18. L'amor mi prende e la beltà mi lega (parte 1)
«Signora marchesa, c'è una lettera per voi.»
Vittoria guardò un attimo la domestica e poi le rispose con un sorriso.
«Aspetta un attimo» disse in modo piuttosto brusco, al suo posto, il Molza.
Aiutò la marchesa a spogliarsi del giaccone di pelliccia e si offrì di accompagnarla nelle sue stanze. Lui e Vittoria, accompagnati dai servitori, erano appena tornati da una piacevolissima gita tra le rovine romane della città: mentre camminavano uno affianco all'altra, il Molza le spiegava che cosa quelle rovine dovevano essere state nell'antichità, le illustrava i fori imperiali, il mercato Traiano e l'omonima colonna e da queste cose, con gli occhi pieni di arte e bellezza, cominciavano a discorrere di mitologia e di storia. Vittoria era tornata pienamente appagata dallo splendore di Roma ed era contentissima di aver potuto passare del tempo con quello che era stato il suo maestro da bambina. Il Molza, per lei, era stata un'importantissima figura di riferimento: era stato lui ad iniziarla alla scrittura e a trasmetterle l'amore per la letteratura e lei gliene era infinitamente grata.
«Che cos'è?

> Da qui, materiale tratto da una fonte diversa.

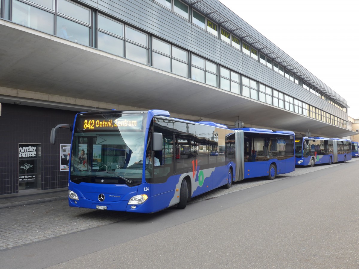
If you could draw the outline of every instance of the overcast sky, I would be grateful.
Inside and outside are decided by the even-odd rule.
[[[359,118],[359,1],[219,0],[346,100]]]

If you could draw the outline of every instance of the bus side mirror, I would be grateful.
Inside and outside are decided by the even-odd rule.
[[[152,150],[154,151],[162,150],[162,133],[152,133]]]
[[[56,132],[60,128],[65,128],[69,129],[72,131],[72,126],[70,124],[59,124],[51,130],[51,134],[50,134],[50,143],[53,145],[55,143],[56,140]]]

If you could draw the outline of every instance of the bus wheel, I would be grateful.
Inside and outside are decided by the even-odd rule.
[[[311,167],[313,167],[314,166],[314,158],[312,158],[311,159]]]
[[[275,178],[277,175],[277,168],[273,164],[272,164],[269,166],[269,171],[268,175],[267,176],[267,178],[270,180],[272,180]]]
[[[188,199],[188,188],[187,187],[187,181],[185,179],[182,180],[181,184],[181,190],[180,190],[180,202],[177,204],[177,208],[183,209],[187,205],[187,200]]]
[[[233,180],[233,176],[232,176],[232,170],[228,169],[228,175],[227,176],[227,184],[223,187],[225,189],[229,189],[232,186],[232,181]]]

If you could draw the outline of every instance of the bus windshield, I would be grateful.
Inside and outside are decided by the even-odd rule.
[[[295,157],[301,157],[302,154],[304,153],[302,148],[302,139],[295,139]],[[306,146],[306,145],[305,145]]]
[[[143,164],[139,161],[143,159],[144,115],[78,115],[71,148],[71,181],[141,181]]]

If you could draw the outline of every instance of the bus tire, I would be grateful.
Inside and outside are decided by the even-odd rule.
[[[311,159],[311,164],[309,165],[311,166],[311,167],[313,167],[314,166],[314,164],[315,162],[314,161],[314,158],[312,158]]]
[[[187,187],[187,181],[185,179],[182,180],[181,184],[181,189],[180,190],[180,202],[177,204],[177,208],[183,209],[187,205],[187,200],[188,199],[188,188]]]
[[[232,187],[232,182],[233,180],[233,175],[232,174],[232,170],[230,169],[228,170],[228,175],[227,176],[227,184],[223,186],[225,189],[229,189]]]
[[[269,166],[269,170],[268,171],[268,175],[267,176],[267,178],[270,180],[272,180],[277,175],[277,167],[275,165],[273,164]]]

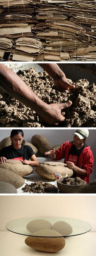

È molto importante?» domandò Vittoria alla donna enfatizzando il tono gentile, come ad ammonire il Molza della sua eccessiva durezza.
«È da parte di Sua Santità, signora» rispose la donna porgendogliela.
Vittoria osservò per qualche secondo il sigillo papale, poi rivolse uno sguardo confuso al maestro che, al suo fianco, non sapeva che cosa dire.
«Che cosa vorrà Sua Santità da me?» domandò sottovoce, ma il Molza la prese dolcemente sottobraccio e le fece cenno di andare.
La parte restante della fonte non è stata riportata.